Instagram es adictivo, se sabe. Como todas las redes sociales, ha sido diseñado para robar nuestra atención. Y cumple bien su cometido: yo mismo a veces paso mucho tiempo consumiendo vídeos tontos, vídeos que nunca vería si no tuviera un perfil en Instagram. Uno, el otro día, me dio qué pensar. En este, un hombre predica el Evangelio en un espacio público. Dando voces, exhorta a la conversión cuando de pronto una mujer se coloca a su lado y se pone a lanzar diatribas contra el Gobierno. De modo que las voces de uno se mezclan con las voces de la otra. En un momento dado, el predicador se queja porque la mujer le está robando protagonismo. «Espera que termine lo mío», le dice. Pero ella sigue dando gritos contra los socialistas. Y empieza así una competición absurda por ver quién acapara más atención.

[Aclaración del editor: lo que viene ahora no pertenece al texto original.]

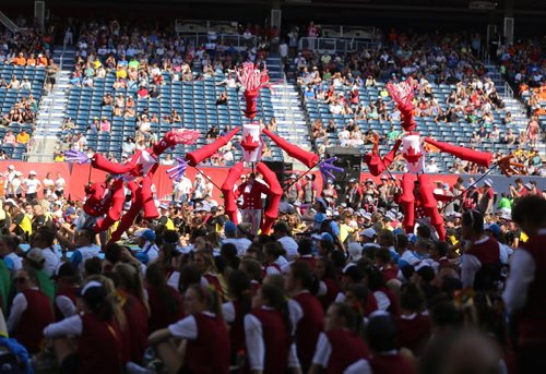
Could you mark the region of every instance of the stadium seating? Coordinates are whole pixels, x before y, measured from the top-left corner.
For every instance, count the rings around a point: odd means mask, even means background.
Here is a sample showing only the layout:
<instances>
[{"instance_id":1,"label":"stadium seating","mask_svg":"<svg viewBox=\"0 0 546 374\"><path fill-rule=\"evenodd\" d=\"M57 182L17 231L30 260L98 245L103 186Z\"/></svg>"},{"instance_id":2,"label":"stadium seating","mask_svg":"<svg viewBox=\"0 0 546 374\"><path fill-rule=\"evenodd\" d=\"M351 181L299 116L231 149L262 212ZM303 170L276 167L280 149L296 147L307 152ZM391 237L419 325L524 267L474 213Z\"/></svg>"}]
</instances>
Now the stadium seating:
<instances>
[{"instance_id":1,"label":"stadium seating","mask_svg":"<svg viewBox=\"0 0 546 374\"><path fill-rule=\"evenodd\" d=\"M152 123L152 131L161 138L171 129L191 129L199 131L202 136L195 145L177 146L174 156L183 156L195 147L206 144L206 132L212 125L222 130L226 124L232 128L241 125L246 121L241 102L241 93L236 88L217 86L216 83L225 79L222 74L214 77L205 77L192 82L171 82L170 75L163 73L165 84L158 88L161 96L158 98L136 99L136 92L131 89L114 89L115 76L107 75L106 79L96 79L93 87L71 87L67 116L71 117L75 123L76 132L86 133L87 145L99 153L112 154L117 158L121 155L121 144L127 136L135 135L135 118L112 117L111 107L102 107L103 97L110 93L114 97L120 93L123 96L132 96L135 99L135 112L142 112L147 108L149 114L157 114L159 123ZM194 72L197 76L197 73ZM216 106L216 98L221 92L226 91L228 104ZM260 110L256 120L260 118L269 121L273 117L273 105L271 102L271 93L269 89L262 89L258 100ZM168 123L163 121L164 116L168 116L176 109L180 114L182 122ZM88 125L94 118L107 117L111 121L111 132L93 133L87 131ZM64 137L69 131L63 131L60 136ZM238 144L234 152L234 158L240 159L242 156ZM280 149L273 148L272 160L282 160L283 155Z\"/></svg>"},{"instance_id":2,"label":"stadium seating","mask_svg":"<svg viewBox=\"0 0 546 374\"><path fill-rule=\"evenodd\" d=\"M370 101L376 101L379 97L379 93L381 87L384 86L384 83L378 83L378 87L360 87L359 88L359 99L363 106L368 106ZM448 105L446 104L446 98L450 94L451 89L455 86L450 86L446 84L435 85L432 84L432 92L435 98L438 99L438 102L442 110L448 109ZM304 89L304 88L301 88ZM327 87L328 89L328 87ZM348 97L348 88L347 87L339 87L337 92L344 92L345 97ZM389 98L385 100L387 108L389 111L394 110L394 102L392 102ZM332 114L330 113L329 106L324 102L319 102L316 99L306 100L305 109L309 117L309 123L313 123L314 120L320 119L323 125L328 125L331 119L334 120L337 129L343 129L344 125L348 123L348 120L353 118L353 116L342 116L342 114ZM502 122L502 117L505 114L503 110L495 110L492 112L495 117L495 124L500 130L500 133L503 134L507 131L507 125ZM415 118L417 122L417 132L424 136L431 136L438 141L448 141L454 144L464 143L468 144L468 140L472 136L473 131L477 131L479 129L478 124L467 123L464 119L460 119L455 123L444 123L439 122L436 123L434 118L431 117L417 117ZM387 134L391 129L390 121L378 121L378 120L358 120L356 121L359 129L365 133L368 130L372 130L379 134ZM400 126L400 122L393 122L394 128L396 130L402 130ZM317 140L317 146L323 144L323 140ZM329 134L329 144L331 146L337 145L337 133ZM392 143L380 145L379 149L381 154L385 154L390 150ZM367 146L366 150L368 152L370 146ZM498 152L502 150L502 153L507 153L508 150L515 149L515 145L507 146L506 144L500 144L500 142L491 142L490 140L482 140L482 144L476 146L477 149L488 150L488 152ZM453 166L454 157L448 154L429 154L428 159L434 158L440 171L449 171L449 169Z\"/></svg>"},{"instance_id":3,"label":"stadium seating","mask_svg":"<svg viewBox=\"0 0 546 374\"><path fill-rule=\"evenodd\" d=\"M0 64L0 79L4 79L7 82L10 82L13 75L15 75L17 80L28 79L32 89L0 88L1 116L7 114L15 102L20 101L23 97L27 97L31 93L36 100L37 107L39 107L39 100L44 93L44 82L46 80L46 70L44 68L17 67L4 63ZM10 123L8 126L0 128L0 140L3 138L8 130L12 130L14 134L17 134L21 129L25 129L31 136L33 135L33 124ZM16 160L22 160L23 154L26 152L26 146L22 144L2 145L0 148L5 152L9 158Z\"/></svg>"}]
</instances>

Para cada uno de los dos, su apocalipsis es el más importante. Para cada uno de los dos, el destino del mundo depende de su mensaje. Para cada uno de los dos, los demás tienen que darse cuenta de que ellos tienen la razón.
Viendo el vídeo, me dije que es el ejemplo perfecto de cómo cada uno de nosotros vive esclavo de un relato mental. Y pensé, por las fechas en las que estamos, que eso mismo es lo que pasa en las cenas navideñas. Cenas en la que se evidencia la naturaleza monologuista del ser humano. Da igual lo que se hable, que cada uno volverá a casa con su relato y teniendo la razón. Las redes sociales son otro ejemplo. Cada perfil es una jaula ideológica. Cada perfil es un predicador. Un discurso que acaba confundiéndose con el discurso del otro en el mercado de las opiniones. En el mercado de las creencias. En el mercado de las verdades.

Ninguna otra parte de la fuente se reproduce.